Coincidiendo con la apertura de la temporada de playas, junto a los toldos y los socorristas, llegan un año más los Cursos de Verano de la UPV/EHU. Ya antes de su inauguración formal que tendrá lugar en diez días, esta semana hemos podido asistir a un tempranero curso coorganizado por la Diputación de Gipuzkoa cuyo tema no podía resultar más oportuno: Democracia y Gobernanza, ¿cómo hacer frente a la crisis de la democracia?
Comparto aquí algunas reflexiones presentadas por los ponentes. Lo haré sin orden, sin hacer justicia al contexto en que fueron explicadas y sin referirme a ningún orador en particular puesto que citar a unos sería olvidar a otros y eso está muy feo. Tomo algunas ideas para alimentar mi reflexión propia de modo que, como suele decirse, si encuentra usted algo de valor en lo que sigue séale reconocido a los ponentes y las tonterías atribúyalas a quien firma.
Da la sensación de que cuanto más compleja es nuestra situación, más difícil resulta el debate político racional, basado en conocimiento, en elementos objetivos y contrastables, en razonamientos lógicos. Cuanto más complejo es el escenario en que nos movemos, más hipersimplificada e hiperemocional tiende a resultar la comunicación política que va teniendo éxito.
La moralización de la vida política se ha convertido en un fenómeno patológico. Hace imposible el debate y el acuerdo entre diferentes. Si nosotros somos los buenos, los del otro partido ya no son conciudadanos con los que debatir y coordinar y compartir, sino sujetos equivocados moralmente que defienden posiciones viles que deben ser rechazadas y combatidas sin cuartel, sin alianzas, sin puntos intermedios, sin negociación. Toda transacción se convierte en traición, derrota o renuncia. La política así entendida nos lleva a la polarización y el enfrentamiento social. Las redes se convierten en el estercolero del insulto, la estigmatización, la denuncia moral, el linchamiento y la pira inquisitorial. Pero la política en las sociedades democráticas rara vez es una lucha del bien absoluto contra el mal total y, por lo tanto, acordar con el diferente no debería ser presentado como un demérito moral, sino como una esforzada virtud.

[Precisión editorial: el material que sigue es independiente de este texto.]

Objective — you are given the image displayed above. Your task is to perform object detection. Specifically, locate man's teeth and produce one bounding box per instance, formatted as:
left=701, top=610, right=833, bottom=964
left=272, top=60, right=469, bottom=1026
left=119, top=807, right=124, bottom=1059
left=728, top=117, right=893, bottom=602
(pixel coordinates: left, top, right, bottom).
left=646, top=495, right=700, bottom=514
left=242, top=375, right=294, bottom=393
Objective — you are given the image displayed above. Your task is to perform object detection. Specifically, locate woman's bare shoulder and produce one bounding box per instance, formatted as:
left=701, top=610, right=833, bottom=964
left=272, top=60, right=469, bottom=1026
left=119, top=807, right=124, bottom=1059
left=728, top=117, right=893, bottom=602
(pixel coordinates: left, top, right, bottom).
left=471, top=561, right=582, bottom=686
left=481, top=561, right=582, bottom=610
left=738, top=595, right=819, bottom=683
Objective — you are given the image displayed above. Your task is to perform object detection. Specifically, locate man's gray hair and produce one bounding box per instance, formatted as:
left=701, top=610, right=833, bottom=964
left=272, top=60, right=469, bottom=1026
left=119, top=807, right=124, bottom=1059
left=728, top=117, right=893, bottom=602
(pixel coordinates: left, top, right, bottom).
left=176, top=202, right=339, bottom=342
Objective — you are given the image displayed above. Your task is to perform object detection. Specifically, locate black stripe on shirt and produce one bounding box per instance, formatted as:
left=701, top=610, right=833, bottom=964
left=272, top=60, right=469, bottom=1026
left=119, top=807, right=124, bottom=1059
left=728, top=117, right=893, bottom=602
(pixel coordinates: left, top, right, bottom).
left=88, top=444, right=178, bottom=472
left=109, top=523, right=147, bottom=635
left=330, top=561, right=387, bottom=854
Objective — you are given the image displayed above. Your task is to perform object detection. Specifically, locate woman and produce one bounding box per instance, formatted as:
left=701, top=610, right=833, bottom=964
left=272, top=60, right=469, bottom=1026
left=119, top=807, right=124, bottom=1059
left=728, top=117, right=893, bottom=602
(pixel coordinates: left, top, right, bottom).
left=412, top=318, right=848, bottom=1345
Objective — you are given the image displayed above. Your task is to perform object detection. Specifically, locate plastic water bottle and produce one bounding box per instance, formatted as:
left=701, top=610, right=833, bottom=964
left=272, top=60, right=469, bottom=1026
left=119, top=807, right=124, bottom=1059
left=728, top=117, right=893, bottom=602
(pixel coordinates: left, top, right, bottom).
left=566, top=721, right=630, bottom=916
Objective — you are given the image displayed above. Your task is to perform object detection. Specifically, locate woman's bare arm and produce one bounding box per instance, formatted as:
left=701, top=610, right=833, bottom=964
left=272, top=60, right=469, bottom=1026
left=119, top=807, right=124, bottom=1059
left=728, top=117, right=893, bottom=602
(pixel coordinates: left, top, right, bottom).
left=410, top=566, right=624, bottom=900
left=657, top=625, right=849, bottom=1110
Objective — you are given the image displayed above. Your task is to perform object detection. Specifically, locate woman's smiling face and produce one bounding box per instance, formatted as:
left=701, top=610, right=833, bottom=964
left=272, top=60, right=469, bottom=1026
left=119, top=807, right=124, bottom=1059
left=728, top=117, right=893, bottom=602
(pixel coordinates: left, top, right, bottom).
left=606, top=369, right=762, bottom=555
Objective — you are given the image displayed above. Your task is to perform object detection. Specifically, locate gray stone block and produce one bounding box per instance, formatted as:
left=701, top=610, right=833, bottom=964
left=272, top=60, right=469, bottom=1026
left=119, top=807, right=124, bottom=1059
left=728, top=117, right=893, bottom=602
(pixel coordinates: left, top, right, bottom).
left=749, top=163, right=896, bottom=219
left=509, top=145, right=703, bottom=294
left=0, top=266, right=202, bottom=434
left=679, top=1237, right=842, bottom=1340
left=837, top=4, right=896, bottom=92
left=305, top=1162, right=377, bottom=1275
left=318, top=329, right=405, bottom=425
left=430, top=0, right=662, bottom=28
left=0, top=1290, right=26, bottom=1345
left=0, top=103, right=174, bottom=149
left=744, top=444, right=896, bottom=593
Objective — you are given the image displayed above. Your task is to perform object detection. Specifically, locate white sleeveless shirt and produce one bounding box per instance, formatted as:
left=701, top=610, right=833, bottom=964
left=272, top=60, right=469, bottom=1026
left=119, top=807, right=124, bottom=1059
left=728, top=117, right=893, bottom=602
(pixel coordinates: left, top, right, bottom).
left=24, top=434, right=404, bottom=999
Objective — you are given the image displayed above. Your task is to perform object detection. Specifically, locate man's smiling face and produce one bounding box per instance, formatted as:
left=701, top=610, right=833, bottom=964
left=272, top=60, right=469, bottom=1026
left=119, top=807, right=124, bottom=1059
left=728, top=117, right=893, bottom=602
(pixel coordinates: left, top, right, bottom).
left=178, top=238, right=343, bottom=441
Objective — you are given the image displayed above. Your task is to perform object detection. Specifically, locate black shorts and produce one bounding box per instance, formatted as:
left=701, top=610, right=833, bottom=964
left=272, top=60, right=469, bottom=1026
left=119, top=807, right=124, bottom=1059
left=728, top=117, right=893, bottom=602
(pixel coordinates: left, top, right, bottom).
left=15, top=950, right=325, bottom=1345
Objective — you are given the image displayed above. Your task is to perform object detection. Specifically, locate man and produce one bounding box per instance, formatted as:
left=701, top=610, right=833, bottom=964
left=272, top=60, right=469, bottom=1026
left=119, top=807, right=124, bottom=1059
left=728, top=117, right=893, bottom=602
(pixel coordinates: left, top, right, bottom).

El poder ha emigrado de las sedes donde creíamos que residía. Nos invaden sensaciones de incertidumbre, desilusión y frustración que son la puerta de entrada para quien pueda darles la respuesta más efectista, sin importar que sea racional o útil.
Frente a la desafección política, la batalla por la confianza basada en el rigor se hace cada vez más difícil. La democracia es una forma de elegir, sí, pero también una forma de ejercer el poder, de someterse a unas reglas, de organizarnos institucionalmente, de dar cuentas, de respetarnos, de fomentar la participación, la transparencia y el conocimiento, y de promover las condiciones para una deliberación seria. De eso van las mejores experiencias de gobernanza democrática.
El subtítulo del curso, ¿cómo hacer frente a la crisis de la democracia?, implicaba dos ideas: que hay una crisis de la democracia y que se le puede hacer frente. La primera parece pesimista. La segunda, en cambio, optimista. Hay quien con respecto a la primera nos tranquilizaba afirmando que la democracia siempre ha estado en crisis. Es posible. Pero creo que las señales negativas tanto globales como al interior de las democracias son demasiado serias. Para lo segundo, la salida, seguro que hay fórmulas y seguro que se ensayan.
Para ello necesitamos instituciones valientes y una clase política de altura. Pero no estoy seguro de que esa sea la parte más difícil. Centrar nuestra atención solo en ello es como seguir lanzando balones fuera, es decir, seguir pensando que del gobierno debe llegar todo mientras desempoderamos y desresponsabilizamos al ciudadano. Necesitamos de ciudadanos interesados, activos y responsables, porque la democracia –ahí están su grandeza y su limitación– no puede ser mucho mejor que el conjunto de quienes vivimos en ella.